Invitado a +CARAS con Héctor Maugeri, el actor recordó con serenidad y humor aquellos años en los que la sensualidad se convertía en noticia. “Era libre”, resumió al evocar las tapas que lo mostraron sin ropa. En 1993, Gerardo Romano apareció en la portada de Playboy acompañado por dos modelos extranjeras, una peruana y otra italiana, y el revuelo fue inmediato. Más tarde protagonizó con Reina Reech la tapa de la revista Libre, y tiempo después se animó a posar en soledad para Gente.
Lo llamativo, según sus propias palabras, es que nunca sintió que estuviera forzado a hacerlo. “Hice lo que quise, no fui arrastrado ni cooptado en mi voluntad. La tapa de Gente no la quería hacer porque no tenía sentido salir desnudo. Entonces pensé: 'Bueno, hagamos un negocio'”, recordó. Esa capacidad de poner condiciones fue parte de su impronta: provocar, pero siempre desde un lugar de autonomía personal.
En aquellos años, su físico trabajado era parte del atractivo. Romano practicaba deporte con constancia y eso se reflejaba en cada foto. Sin embargo, a pesar del impacto que causaban sus imágenes, insiste en que nunca dejó de sentirse reservado. “Tenía un cuerpo muy trabajado. Había hecho mucho deporte, muchos años, mucho mucho. Me sentía deseado pero sigo siendo tímido”, confesó entre risas.

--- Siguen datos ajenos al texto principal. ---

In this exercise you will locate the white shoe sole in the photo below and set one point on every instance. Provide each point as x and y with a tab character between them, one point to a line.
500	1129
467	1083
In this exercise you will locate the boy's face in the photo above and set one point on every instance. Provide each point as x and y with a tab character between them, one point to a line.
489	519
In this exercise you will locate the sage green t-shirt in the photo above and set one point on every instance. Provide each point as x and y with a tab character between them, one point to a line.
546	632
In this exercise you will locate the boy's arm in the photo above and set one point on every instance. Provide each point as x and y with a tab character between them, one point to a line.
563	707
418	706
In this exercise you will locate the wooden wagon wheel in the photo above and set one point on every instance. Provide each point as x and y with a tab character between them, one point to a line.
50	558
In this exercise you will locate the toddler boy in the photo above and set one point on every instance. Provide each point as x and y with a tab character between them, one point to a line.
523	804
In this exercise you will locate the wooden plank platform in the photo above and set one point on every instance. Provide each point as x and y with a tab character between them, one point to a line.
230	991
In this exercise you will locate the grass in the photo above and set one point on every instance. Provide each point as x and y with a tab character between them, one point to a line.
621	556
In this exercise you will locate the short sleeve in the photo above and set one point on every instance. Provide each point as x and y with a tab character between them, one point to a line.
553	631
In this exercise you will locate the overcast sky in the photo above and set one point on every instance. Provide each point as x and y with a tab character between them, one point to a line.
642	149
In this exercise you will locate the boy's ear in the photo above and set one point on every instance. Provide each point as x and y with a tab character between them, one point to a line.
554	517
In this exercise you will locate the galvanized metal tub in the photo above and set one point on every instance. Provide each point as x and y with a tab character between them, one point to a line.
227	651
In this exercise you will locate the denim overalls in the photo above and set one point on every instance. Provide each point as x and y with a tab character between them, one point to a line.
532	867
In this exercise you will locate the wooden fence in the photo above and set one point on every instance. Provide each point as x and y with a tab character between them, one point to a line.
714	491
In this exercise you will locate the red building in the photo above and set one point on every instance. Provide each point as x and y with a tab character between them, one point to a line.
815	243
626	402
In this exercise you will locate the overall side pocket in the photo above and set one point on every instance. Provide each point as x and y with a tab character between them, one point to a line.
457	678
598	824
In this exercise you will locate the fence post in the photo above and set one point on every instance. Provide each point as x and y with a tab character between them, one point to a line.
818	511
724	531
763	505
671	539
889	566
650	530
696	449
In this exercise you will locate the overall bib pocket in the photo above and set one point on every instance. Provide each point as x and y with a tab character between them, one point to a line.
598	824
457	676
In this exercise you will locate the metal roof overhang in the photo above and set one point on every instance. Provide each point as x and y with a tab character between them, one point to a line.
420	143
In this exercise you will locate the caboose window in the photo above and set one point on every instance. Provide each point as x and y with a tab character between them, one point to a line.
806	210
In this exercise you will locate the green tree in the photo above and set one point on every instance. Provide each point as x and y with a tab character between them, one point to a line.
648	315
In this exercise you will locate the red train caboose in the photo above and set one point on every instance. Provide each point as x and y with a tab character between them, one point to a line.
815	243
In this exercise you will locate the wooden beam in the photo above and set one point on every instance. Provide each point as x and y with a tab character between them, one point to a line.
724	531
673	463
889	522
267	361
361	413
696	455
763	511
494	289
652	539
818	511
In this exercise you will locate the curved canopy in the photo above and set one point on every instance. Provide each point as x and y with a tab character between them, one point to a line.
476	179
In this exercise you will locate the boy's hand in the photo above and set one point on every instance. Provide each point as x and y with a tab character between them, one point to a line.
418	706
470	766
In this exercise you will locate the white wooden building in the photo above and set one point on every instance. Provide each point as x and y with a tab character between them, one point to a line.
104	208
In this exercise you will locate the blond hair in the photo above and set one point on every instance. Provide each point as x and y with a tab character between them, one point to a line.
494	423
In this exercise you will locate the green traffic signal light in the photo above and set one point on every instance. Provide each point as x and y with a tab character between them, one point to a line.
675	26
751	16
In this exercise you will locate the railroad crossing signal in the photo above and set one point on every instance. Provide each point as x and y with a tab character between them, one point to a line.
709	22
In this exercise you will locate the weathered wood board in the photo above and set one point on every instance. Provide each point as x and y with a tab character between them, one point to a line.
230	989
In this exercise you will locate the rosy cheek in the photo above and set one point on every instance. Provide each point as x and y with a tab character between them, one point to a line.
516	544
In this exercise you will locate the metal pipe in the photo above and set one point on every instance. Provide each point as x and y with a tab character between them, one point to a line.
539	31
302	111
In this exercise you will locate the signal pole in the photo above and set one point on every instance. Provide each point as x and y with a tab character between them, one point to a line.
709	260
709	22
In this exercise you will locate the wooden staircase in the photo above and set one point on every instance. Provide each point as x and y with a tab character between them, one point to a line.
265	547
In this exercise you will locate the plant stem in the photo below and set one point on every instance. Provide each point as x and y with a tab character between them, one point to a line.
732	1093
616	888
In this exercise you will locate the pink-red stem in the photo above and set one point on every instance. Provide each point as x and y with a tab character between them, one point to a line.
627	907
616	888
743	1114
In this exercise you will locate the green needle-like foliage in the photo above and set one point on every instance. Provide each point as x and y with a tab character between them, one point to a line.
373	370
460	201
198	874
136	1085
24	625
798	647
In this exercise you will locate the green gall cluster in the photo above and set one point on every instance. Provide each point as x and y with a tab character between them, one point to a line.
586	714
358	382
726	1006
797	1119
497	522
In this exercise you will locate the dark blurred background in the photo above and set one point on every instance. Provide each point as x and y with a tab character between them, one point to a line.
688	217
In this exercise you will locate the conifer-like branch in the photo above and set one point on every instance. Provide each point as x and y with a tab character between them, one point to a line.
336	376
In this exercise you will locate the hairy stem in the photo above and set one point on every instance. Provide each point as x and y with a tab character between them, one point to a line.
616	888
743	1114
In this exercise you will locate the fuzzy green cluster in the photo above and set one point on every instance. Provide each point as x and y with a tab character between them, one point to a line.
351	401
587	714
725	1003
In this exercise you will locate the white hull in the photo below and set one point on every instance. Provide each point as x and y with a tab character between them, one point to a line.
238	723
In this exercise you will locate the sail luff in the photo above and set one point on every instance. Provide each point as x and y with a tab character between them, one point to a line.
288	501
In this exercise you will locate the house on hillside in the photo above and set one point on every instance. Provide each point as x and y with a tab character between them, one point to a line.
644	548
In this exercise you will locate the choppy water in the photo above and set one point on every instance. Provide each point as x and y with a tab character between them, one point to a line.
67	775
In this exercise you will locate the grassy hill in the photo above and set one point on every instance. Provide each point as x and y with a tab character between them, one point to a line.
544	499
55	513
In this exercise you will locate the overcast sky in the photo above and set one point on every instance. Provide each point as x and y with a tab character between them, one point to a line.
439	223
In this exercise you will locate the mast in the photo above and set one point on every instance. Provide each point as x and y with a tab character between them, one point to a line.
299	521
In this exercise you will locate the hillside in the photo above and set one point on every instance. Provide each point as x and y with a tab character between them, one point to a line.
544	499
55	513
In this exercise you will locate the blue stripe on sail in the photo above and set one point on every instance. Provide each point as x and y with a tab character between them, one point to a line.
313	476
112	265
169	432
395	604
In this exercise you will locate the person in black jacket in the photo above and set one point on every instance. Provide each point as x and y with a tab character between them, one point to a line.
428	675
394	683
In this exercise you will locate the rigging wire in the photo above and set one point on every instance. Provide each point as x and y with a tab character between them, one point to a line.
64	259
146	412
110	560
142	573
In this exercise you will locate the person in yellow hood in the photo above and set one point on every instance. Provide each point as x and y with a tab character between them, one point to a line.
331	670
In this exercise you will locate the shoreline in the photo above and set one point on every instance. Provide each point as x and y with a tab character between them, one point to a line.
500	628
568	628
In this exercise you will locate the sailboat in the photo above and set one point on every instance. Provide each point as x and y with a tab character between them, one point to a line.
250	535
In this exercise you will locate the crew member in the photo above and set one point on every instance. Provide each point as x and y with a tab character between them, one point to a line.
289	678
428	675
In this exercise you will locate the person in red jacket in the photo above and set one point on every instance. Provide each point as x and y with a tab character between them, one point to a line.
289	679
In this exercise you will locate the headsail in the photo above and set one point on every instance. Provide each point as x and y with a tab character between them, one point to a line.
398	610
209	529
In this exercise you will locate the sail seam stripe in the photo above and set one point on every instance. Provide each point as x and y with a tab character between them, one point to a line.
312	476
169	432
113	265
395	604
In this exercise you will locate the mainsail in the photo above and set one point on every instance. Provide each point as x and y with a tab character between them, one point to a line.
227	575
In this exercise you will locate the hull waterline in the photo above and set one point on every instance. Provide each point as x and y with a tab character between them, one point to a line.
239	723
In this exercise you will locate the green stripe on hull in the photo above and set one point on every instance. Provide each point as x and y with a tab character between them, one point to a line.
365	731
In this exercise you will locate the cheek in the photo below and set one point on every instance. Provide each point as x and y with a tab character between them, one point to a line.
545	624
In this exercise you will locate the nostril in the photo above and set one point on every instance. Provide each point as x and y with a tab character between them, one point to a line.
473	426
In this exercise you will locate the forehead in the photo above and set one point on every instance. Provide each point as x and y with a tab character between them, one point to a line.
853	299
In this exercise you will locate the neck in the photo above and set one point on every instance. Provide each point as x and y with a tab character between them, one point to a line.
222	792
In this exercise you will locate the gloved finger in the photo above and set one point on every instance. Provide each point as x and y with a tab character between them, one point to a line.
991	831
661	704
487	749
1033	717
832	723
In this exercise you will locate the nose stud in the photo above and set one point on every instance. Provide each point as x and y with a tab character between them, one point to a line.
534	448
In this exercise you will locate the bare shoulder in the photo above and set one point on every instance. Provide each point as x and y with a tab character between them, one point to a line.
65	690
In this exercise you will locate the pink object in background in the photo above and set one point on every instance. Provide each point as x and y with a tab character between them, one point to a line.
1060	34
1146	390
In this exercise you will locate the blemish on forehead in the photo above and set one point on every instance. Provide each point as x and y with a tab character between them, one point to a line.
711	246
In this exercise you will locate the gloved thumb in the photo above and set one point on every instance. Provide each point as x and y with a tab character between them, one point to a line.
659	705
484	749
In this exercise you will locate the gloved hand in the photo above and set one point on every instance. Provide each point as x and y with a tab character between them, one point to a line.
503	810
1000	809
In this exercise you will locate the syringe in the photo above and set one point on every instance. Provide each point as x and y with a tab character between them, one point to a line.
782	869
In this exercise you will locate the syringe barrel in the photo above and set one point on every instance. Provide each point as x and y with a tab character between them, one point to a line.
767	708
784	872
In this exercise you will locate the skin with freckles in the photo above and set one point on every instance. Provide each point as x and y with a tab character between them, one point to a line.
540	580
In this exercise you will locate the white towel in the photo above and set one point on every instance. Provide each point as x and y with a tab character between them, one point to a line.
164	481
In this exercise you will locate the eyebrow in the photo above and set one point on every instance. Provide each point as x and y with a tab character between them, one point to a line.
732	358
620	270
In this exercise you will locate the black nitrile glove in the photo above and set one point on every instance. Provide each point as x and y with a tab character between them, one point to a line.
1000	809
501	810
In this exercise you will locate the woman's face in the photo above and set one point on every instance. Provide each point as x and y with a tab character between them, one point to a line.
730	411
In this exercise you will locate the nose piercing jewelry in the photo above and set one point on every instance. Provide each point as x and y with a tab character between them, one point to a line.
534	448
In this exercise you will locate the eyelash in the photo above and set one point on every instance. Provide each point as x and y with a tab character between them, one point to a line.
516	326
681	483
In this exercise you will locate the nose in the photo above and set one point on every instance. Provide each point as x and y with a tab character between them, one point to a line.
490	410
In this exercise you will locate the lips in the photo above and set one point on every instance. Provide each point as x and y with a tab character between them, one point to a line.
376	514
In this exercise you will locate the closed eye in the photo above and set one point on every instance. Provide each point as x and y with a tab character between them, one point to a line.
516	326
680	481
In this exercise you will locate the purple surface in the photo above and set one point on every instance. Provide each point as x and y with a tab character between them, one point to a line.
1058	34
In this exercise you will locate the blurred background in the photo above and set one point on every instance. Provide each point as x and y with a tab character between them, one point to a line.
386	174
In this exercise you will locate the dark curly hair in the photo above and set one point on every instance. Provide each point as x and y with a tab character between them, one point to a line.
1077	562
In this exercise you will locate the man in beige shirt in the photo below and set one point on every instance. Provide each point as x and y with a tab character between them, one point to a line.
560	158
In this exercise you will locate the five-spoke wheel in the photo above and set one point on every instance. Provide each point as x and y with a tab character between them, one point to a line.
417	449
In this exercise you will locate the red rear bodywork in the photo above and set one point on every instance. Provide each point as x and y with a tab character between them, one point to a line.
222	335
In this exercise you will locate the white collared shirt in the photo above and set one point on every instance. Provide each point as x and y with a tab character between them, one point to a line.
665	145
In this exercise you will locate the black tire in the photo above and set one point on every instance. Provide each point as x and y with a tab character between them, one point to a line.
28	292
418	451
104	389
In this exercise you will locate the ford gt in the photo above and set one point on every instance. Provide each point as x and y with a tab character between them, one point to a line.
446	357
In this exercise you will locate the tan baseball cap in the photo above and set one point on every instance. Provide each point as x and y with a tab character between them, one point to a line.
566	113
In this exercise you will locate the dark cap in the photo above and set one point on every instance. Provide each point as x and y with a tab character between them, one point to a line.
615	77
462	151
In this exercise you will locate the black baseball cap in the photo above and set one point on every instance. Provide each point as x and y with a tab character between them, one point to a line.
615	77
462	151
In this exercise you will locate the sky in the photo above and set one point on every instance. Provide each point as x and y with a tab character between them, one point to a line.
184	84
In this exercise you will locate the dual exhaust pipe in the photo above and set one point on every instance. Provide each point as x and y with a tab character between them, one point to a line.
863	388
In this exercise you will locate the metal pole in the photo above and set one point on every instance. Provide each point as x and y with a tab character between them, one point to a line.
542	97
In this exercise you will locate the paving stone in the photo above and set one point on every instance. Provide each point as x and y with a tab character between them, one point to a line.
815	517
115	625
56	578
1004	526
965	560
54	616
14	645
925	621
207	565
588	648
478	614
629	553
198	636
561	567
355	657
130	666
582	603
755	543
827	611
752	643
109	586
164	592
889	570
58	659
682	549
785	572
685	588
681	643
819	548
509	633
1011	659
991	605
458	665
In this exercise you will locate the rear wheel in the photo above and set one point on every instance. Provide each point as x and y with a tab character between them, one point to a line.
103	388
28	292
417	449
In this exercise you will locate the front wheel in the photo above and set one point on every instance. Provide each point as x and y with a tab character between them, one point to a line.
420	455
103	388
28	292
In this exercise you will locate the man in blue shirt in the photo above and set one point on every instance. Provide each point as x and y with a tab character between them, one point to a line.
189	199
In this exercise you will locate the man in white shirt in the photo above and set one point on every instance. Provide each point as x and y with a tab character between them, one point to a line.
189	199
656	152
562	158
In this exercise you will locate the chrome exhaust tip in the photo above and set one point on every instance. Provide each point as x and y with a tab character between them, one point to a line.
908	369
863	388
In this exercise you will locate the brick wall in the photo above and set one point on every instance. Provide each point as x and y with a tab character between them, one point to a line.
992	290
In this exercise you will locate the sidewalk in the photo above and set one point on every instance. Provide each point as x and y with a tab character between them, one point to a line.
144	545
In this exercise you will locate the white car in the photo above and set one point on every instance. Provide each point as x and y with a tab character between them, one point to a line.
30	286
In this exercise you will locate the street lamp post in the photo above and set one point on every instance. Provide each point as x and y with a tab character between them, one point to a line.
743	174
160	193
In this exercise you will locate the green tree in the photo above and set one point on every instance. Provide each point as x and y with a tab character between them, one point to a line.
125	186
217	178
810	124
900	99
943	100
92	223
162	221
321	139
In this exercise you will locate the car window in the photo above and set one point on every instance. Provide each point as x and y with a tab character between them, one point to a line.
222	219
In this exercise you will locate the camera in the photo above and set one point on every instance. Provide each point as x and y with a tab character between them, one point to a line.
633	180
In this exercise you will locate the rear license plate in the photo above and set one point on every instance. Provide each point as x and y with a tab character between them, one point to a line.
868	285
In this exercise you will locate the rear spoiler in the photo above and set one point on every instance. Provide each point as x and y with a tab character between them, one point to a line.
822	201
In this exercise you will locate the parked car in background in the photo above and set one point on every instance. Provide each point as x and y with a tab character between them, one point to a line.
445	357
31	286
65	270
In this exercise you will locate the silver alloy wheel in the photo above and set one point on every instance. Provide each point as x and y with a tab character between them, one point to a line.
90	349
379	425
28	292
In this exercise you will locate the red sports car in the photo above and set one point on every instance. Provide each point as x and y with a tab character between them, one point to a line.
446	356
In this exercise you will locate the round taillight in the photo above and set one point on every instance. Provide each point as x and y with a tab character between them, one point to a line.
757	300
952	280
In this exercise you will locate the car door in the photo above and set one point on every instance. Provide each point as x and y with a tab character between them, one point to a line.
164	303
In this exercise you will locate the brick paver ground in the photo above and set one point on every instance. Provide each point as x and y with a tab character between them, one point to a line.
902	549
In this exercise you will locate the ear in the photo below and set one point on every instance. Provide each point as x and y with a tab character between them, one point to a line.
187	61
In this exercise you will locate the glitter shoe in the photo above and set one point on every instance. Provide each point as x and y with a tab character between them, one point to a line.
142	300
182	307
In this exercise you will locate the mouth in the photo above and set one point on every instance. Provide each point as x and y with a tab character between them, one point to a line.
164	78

El actor también reflexionó sobre cómo su figura ayudó a instalar en el país la idea de “sex symbol”. “Hasta que yo aparecí, los galanes tenían gran estatura, una espalda así… Y ahí inventaron lo de sex symbol. Eso no existía acá, era algo de Estados Unidos”, explicó. Con ese concepto terminó siendo etiquetado y, en cierta forma, abrió camino para otros.
Hoy, con 79 años y una carrera que lo mantuvo vigente en la televisión, el cine y el teatro, Gerardo Romano mira esas fotos con ternura y algo de nostalgia. Reconoce que incluso le generan un poco de pena, pero nunca se arrepiente: “Siento que hice lo que yo quise”. Una frase que resume no solo sus tapas más recordadas, sino también su manera de entender la vida y la profesión.